There are several things that stand in the way of Griffin's name being listed on that list of 12 players that will represent the Western Conference. Some of those things are players, some are positional talent imbalances in the NBA. Some are ideals.
All of them should be put to the side in favor of this phenomenal talent representing his team and conference in this year's addition of the All-Star game.
Without a doubt, the forward position is by far the deepest in the NBA.
There are a select few elite guards—Rondo, Rose, Kobe, Wade, Nash, Williams, Paul.
Several stand out as second-tier. Names like Tyreke Evans, Chauncey Billups, Jason Kidd, Eric Gordon, Ray Allen, Monta Ellis, Stephen Curry, etc. come to mind. These players are very talented, but for the most part, the upper echelon of guards has a clear, definable line between themselves and those of lesser quality.
The center position is even more thin. It could be said that Dwight Howard is the only true elite center left in the game today.
Several are good, but certainly not great. Names like Shaquille O'Neal, Tyson Chandler, Andrew Bynum, Brook Lopez, etc are dependable big men who can get the job done, but I don't know anyone who would call them elite. Often it is a challenge to even find a suitable all-star reserve for the two conferences...not so at the forward position.
The forward position is an absolute logjam of dynamic talent.
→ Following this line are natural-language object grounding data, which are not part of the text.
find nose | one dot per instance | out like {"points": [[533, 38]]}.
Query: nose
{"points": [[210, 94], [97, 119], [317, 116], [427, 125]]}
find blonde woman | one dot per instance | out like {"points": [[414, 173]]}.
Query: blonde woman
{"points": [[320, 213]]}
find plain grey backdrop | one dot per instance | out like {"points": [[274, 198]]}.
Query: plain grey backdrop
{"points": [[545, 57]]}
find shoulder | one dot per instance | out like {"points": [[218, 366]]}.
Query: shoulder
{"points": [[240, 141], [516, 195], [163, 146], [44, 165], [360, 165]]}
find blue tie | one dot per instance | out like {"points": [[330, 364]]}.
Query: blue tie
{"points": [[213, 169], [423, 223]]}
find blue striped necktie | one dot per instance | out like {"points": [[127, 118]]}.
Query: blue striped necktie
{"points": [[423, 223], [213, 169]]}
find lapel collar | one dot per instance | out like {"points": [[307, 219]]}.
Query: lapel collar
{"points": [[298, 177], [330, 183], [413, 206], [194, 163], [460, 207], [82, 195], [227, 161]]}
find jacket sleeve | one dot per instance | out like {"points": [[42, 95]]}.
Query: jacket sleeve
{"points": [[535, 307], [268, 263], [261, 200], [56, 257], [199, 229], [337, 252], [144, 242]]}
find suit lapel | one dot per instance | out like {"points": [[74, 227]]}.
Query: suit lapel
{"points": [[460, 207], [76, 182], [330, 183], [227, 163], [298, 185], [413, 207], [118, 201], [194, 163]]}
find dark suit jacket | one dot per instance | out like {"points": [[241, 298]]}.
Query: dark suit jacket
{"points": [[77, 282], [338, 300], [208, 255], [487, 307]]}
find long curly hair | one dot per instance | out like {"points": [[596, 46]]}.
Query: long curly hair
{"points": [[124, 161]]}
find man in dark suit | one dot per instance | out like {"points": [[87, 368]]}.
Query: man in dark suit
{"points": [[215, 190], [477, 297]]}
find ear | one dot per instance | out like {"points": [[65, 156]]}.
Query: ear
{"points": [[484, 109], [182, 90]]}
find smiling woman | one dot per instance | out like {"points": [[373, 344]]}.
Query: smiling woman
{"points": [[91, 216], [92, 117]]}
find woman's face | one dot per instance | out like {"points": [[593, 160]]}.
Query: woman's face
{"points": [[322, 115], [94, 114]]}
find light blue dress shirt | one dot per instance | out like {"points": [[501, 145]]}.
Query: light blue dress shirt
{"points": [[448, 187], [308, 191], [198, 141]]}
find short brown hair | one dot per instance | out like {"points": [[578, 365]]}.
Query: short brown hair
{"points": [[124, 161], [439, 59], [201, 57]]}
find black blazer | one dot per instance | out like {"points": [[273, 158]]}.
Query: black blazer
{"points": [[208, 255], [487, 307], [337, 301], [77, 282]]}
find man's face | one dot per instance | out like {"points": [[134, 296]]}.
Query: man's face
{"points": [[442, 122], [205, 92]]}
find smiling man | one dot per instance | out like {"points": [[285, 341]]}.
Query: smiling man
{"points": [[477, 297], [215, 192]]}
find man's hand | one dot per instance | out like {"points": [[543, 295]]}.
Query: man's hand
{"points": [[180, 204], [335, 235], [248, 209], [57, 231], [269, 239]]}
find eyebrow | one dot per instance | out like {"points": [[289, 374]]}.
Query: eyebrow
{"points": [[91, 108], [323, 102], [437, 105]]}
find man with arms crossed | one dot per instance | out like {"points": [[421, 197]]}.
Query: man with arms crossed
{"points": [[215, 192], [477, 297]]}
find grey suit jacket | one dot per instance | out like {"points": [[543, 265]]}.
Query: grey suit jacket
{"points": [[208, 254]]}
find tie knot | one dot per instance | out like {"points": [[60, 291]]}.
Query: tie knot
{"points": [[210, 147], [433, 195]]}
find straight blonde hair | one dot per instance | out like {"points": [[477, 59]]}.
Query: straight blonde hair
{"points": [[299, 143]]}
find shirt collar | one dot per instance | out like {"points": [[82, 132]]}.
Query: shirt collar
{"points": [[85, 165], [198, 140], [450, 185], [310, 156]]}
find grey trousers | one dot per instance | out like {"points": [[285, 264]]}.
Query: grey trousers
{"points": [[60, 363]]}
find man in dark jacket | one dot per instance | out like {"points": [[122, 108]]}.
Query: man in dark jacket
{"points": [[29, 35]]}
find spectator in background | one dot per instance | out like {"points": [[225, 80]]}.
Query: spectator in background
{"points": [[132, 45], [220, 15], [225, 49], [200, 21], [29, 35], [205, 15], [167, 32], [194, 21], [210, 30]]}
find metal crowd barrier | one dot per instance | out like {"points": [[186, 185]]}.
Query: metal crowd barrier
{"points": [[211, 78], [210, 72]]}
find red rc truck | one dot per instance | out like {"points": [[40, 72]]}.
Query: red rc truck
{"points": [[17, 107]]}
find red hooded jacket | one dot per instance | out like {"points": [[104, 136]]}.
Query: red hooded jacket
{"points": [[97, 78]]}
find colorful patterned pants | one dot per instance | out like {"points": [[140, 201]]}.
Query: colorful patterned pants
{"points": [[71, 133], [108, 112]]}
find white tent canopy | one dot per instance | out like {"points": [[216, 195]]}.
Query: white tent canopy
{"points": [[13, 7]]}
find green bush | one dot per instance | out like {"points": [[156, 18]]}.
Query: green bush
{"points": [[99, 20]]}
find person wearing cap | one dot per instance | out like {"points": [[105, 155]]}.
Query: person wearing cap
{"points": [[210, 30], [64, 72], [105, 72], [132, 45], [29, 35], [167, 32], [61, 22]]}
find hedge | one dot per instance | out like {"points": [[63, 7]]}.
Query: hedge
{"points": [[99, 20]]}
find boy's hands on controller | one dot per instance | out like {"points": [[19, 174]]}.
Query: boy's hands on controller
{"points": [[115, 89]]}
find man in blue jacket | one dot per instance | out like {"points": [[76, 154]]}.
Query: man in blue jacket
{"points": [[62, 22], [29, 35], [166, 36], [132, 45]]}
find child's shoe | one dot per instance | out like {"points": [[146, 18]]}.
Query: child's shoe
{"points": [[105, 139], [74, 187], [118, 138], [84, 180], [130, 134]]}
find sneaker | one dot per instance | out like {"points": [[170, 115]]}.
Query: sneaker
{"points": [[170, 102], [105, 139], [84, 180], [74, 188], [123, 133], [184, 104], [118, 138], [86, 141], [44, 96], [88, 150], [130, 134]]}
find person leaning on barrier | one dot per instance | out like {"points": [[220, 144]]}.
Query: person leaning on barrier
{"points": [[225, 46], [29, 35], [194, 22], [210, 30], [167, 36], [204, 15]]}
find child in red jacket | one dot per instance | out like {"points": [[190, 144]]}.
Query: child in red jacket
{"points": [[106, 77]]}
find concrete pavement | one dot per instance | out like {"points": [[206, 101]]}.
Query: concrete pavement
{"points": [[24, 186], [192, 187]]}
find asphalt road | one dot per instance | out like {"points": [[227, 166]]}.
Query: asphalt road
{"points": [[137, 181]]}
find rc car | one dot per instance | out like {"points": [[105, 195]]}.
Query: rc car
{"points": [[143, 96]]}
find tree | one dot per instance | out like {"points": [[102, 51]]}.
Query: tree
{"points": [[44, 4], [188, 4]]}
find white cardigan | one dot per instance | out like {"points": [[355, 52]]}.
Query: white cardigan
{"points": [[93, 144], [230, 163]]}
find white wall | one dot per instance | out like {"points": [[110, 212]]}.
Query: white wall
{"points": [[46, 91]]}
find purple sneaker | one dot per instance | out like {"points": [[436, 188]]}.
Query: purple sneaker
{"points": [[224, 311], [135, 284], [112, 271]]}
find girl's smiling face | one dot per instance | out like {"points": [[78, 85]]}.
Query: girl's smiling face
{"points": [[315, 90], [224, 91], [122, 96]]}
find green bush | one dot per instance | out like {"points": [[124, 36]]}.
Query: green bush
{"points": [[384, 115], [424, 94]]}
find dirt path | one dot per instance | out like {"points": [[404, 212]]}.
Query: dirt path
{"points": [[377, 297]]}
Amare Stoudemire, Paul Pierce, LeBron James, Carlos Boozer, Chris Bosh, Josh Smith, Kevin Garnett, Danny Granger, Gerald Wallace and Andre Iguodala are all players that could garner all-star nods.
And if you didn't notice, that's just the Eastern Conference.
But don't let that fool you. Griffin has his work cut out for him fighting for a forward spot on the Western squad as well.
He's fighting for votes against an NBA scoring leader in Kevin Durant. Back-to-back champions in Pau Gasol and Lamar Odom. An MVP candidate in Dirk Nowitzki. A coveted soon-to-be free agent (maybe) in Carmelo Anthony. The NBA's leading rebounder and double-double machine, Kevin Love. Not to mention names like Zach Randolph, LaMarcus Aldridge, Luis Scola, Rudy Gay, David West and Paul Millsap.
Oh...and there's also the greatest power forward in NBA history to contend with in Tim Duncan.
Added together, they make for a formidable bunch to overcome, to say the least. The fact that Griffin is a rookie makes the feat even more arduous.
What also complicates the situation is that the Clippers, as a team, started off the season so terribly.
At the close of November, their record stood at a dismal 3-15. Since then, they are a respectable 10-9, a .526 winning percentage which would, at this very moment, be good for the eighth seed in the Western Conference.
There is a school of thought that all-stars must come from winning teams, and if the majority of coaches subscribe to this way of thinking, it may end up being the biggest hurdle towards Griffin's bid to be selected.
Griffin has the talent, drive and right attitude to be an ambassador to the NBA world on the Clippers' behalf. He also has enough highlights in the first half of his rookie season to shame some players' entire career reels.
This may not, in the end, be enough to get him the nod in his first year. And that's unfortunate but understandable.
He may or may not be chosen as an all-star this year, but the NBA, like it or not, has had to take notice for he is truly a once-in-a-generation talent.